There is one other aspect of the system you need to know about. This is a reflex protective action in the arterioles themselves that opens them up as the overall blood pressure falls and closes them down (or constricts them) as the pressure goes up too high. This process is called the myogenic reflex, meaning that it originates in the muscles of the arterioles themselves. Nowhere is it more vigorously operative than in the brain and retinal circulation. As the blood pressure rises in hypertension, the microcirculation is closed down; that is, the arterioles constrict all over the body, especially in the brain and eyes. Your doctor can actually see this constriction when he looks inside your eyes using an ophthalmoscope (the instrument with a bright light and a magnifying glass). This constriction is a homeostatic reflex—that is, it tends to keep the organ and tissue blood flow constant, in spite of fluctuations or changes in the pressure.

The little arterioles control the runoff from the major arteries. Thus their tiny muscles play an important part in regulating your circulation and in controlling blood pressure.

But of course it is your heart that causes the pressure, because it's the pressure generated by your heart pumping that sends the blood to its destination. No heartbeat, no pressure. If you have a weak heartbeat, low blood pressure. So high blood pressure actually implies a strong heartbeat. Remember that. We'll talk more about it later.

Let's see how the heart and the arterioles work together to maintain the circulation and the blood pressure.

When the heart gets filled with blood, it beats. And each beat forces approximately two or three ounces of blood out of the heart and into the arteries.

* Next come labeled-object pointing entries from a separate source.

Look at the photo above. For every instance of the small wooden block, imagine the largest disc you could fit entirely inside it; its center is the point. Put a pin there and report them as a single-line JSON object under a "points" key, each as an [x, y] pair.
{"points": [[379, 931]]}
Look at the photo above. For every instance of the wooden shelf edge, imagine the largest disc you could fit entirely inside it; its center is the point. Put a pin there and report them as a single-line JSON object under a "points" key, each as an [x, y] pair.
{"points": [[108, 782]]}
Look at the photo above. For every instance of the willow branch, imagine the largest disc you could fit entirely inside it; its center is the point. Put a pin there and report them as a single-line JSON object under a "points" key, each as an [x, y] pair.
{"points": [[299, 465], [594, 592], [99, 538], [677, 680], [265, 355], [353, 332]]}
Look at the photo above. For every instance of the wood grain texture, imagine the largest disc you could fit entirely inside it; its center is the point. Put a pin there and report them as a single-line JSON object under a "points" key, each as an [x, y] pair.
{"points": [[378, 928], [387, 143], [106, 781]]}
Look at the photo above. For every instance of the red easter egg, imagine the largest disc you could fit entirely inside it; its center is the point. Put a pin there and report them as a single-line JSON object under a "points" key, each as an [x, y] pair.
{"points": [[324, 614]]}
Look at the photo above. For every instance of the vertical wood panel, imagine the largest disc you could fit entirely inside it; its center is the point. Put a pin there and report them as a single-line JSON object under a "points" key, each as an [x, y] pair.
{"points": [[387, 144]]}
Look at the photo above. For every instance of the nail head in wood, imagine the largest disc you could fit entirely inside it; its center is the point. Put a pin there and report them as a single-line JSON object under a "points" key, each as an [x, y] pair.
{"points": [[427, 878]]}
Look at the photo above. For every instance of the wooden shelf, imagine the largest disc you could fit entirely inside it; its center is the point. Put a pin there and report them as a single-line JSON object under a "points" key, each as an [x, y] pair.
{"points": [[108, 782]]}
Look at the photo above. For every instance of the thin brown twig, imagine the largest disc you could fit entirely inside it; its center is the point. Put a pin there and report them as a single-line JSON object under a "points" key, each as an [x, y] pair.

That extra amount of blood, added to what is already there, affects the arteries the way water coming into a hose affects the hose. There's a sudden increase in pressure inside the hose. Most people, particularly young people whose bodies are still in pretty good shape, have fairly elastic arteries. When that extra blood comes in, the larger arteries all expand a little, and the pressure doesn't rise quite as much as it would if the arteries were like the stiff pipes in your house. You can feel that expansion at your neck or wrist—it's your pulse.

Many older people who suffer from arteriosclerosis (the medical name for hardening of the arterial wall) have less flexible, less elastic, less expandable major arteries. And when the heart empties blood into them the pressure rises much more than it does in younger people— because there is less elasticity, less slack to take it up. But whatever the state of your arteries, the blood pressure always goes up when the heart beats.

Now during the short period of time in which the heart is beating, the blood is draining from the little arterioles into the capillaries and veins. As the heart relaxes and begins to fill again, the blood is still draining out of the arterioles, so the pressure in the arteries (blood pressure) falls rapidly, and keeps on falling until the next beat of the heart drives it back up. So the pressure in your arteries is always fluctuating, rising and then falling, rising and falling again like a wave.